A couple of months ago I was disappointed to find that a flapjack that I’d left in a frame pack on my bike in the garage had been part-eaten. I was pretty sure it was untouched when I left it there, and I don’t tend to bite through the wrapper when I eat them myself – so the only reasonable explanation seemed to be that it had been “mouse-masticated”, if I may employ a turn of phrase made popular by The Rutles. Or “rodently-chewed”, if you prefer.

I invested in one of these:

I loaded it with four AA batteries, baited it with a small piece of the same flapjack product, left it on the garage floor and switched it on. Sure enough when I returned to it the next day, the LED light was flashing to indicate that it had claimed a victim. The tail sticking out of the little door was a bit of a giveaway as well, to be fair.

I carefully disposed of the electrocuted rodent (a field mouse, I believe) and naively assumed I’d solved the rodent problem in my garage until earlier this month, when I found a pile of what looked like green plastic shavings on a shelf in there. I later realised that an attempt had been made to gain access to a bottle of Lucozade Sport on the same shelf, by nibbling the plastic cap.

I deployed the electronic trap again but also laid out two conventional traps on the floor, all baited with the same irresistible flapjack material. The next morning I was slightly alarmed to find that all three traps had done their deadly business. I had a trio of dead mice to dispose of.

Clearly the electronic trap works very well, but as you can see from the following photograph, which depicts the scene on my garage floor exactly as I found it – the rather less sophisticated mechanical traps seem to be just as quick and effective.

I do recommend these.

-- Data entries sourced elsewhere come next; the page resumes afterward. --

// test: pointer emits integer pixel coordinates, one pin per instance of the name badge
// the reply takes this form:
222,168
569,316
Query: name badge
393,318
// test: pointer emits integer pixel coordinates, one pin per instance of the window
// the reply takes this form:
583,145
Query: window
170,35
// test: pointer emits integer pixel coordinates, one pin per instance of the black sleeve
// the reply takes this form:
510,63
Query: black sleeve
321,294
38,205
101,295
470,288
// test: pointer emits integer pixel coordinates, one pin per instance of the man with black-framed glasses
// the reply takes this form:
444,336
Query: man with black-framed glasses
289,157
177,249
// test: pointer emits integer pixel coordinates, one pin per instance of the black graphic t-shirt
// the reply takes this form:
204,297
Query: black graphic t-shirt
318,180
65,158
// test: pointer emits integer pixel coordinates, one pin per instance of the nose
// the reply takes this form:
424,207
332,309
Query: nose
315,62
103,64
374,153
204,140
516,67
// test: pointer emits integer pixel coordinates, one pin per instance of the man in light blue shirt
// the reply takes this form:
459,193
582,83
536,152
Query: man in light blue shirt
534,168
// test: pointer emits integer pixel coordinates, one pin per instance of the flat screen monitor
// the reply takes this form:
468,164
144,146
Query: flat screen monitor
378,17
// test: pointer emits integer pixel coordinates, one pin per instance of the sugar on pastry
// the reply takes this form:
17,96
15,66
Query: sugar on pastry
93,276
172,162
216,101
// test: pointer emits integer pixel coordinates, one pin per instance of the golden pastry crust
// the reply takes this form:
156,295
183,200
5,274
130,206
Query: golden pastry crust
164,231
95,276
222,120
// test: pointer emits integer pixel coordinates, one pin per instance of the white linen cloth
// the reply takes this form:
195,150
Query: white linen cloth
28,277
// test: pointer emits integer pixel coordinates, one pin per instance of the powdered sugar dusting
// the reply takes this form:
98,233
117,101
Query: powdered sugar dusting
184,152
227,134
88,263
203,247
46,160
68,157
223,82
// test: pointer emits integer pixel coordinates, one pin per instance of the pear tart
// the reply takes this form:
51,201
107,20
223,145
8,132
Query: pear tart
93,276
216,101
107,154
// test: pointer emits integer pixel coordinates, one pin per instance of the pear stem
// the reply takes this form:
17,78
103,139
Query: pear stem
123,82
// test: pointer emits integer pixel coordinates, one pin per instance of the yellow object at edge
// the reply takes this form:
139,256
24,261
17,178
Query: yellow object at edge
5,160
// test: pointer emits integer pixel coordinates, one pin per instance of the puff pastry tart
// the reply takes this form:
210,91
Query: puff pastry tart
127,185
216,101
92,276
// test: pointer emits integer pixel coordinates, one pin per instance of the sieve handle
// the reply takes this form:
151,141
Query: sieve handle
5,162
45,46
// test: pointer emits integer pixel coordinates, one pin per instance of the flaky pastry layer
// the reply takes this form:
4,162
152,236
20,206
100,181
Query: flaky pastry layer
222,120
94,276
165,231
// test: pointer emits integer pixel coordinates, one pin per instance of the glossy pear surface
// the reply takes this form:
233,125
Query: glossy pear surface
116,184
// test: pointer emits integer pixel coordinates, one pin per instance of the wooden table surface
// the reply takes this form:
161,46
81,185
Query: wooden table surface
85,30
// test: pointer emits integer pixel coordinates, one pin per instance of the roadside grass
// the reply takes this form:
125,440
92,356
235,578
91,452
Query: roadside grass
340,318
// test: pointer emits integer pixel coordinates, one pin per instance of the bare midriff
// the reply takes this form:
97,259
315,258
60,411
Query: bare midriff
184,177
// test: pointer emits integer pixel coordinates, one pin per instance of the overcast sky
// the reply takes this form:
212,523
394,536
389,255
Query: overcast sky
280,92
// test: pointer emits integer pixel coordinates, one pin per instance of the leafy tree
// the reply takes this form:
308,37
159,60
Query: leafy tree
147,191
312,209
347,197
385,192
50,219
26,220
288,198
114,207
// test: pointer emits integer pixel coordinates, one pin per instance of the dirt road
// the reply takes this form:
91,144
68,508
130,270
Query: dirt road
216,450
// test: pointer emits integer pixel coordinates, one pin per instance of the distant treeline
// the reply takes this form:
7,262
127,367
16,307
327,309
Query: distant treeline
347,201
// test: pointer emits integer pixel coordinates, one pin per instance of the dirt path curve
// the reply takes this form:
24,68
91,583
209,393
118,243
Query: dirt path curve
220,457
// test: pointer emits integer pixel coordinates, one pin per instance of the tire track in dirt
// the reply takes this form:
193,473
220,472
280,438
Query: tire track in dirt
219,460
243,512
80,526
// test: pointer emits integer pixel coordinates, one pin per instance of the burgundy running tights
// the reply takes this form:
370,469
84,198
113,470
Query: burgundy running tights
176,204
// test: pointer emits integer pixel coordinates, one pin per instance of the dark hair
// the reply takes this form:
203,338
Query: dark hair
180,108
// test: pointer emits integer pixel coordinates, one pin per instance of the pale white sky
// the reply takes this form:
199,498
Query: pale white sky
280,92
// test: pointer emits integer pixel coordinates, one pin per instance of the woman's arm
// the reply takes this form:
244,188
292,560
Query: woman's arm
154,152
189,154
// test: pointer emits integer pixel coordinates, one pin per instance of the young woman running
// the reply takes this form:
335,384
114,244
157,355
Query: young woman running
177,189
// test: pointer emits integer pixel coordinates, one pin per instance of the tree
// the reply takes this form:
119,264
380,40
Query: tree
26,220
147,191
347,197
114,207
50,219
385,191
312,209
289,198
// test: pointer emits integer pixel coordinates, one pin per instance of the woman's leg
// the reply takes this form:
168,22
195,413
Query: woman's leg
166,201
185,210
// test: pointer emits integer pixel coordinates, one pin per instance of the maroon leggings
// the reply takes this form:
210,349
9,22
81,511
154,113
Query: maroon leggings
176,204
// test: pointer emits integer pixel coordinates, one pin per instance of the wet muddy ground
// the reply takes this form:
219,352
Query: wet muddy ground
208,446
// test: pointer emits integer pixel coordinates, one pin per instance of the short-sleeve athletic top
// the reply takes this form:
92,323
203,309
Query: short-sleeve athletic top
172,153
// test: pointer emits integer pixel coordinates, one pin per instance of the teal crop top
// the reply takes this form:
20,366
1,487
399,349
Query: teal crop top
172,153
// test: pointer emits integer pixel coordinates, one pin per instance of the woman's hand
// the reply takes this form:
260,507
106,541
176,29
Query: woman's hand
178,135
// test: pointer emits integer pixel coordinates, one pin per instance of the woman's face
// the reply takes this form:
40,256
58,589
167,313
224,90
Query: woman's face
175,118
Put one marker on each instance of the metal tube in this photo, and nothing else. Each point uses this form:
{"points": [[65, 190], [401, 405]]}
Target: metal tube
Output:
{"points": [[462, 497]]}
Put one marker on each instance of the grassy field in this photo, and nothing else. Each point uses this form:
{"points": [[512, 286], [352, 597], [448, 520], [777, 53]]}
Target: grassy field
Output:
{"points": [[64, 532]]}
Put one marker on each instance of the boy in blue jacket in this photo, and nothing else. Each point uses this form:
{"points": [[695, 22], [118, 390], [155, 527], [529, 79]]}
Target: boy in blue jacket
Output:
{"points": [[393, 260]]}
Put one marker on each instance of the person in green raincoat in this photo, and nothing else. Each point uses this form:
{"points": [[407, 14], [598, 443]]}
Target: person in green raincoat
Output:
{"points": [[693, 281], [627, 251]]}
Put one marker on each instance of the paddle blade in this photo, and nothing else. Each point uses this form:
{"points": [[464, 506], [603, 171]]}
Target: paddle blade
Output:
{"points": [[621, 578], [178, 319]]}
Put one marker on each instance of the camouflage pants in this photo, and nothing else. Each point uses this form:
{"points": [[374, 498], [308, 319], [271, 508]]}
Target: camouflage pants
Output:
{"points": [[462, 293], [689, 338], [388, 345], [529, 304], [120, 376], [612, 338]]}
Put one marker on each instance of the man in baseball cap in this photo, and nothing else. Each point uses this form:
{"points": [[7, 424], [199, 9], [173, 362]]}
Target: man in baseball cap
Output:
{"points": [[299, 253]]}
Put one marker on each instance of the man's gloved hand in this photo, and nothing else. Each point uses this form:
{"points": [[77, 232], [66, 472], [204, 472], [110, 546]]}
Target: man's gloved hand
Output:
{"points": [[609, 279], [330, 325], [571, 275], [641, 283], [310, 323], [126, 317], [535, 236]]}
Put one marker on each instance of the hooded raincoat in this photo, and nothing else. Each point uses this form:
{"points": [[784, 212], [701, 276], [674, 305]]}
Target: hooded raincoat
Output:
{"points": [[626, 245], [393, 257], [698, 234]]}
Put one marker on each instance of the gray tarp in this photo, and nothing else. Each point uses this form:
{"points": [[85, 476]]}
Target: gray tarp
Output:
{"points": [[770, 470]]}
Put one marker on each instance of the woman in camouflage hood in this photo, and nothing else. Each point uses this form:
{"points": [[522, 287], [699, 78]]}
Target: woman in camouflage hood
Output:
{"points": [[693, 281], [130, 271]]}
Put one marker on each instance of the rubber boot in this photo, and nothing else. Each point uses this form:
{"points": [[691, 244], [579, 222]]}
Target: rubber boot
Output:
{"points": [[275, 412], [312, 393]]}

They’re very sensitive and seem to dispatch their victims quite quickly – and the right-angled sprung bar means that you don’t have to touch the dead mice when you bin them. The bait goes into a sort of recessed cup that forces the mouse to activate a trigger flap surrounding it when they try to get it.

I was encouraged to see that both traps had whacked the mice right across the back of the neck. It must have been pretty quick. Assuming they’re consistently as effective as this I can’t see the point of buying an electronic one, really.

I’ve re-armed the traps and left them ready to do their lethal work for a few days now, but they haven’t done so. It looks like I got them all.

When I lived in a flat in London in the ’90s I had to deal with a mouse problem, and I bought a humane, non-lethal trap. I entered my kitchen late one evening to find that it had been “sprung” – its little door had snapped shut, which I assumed meant that I’d caught a mouse. I drove the trap to a wooded area a few miles away but when I came to release my little visitor, I found that the trap was empty. At one time I never would have used a lethal trap but now it just seems to me to be the easiest solution for everyone concerned, probably including the mice.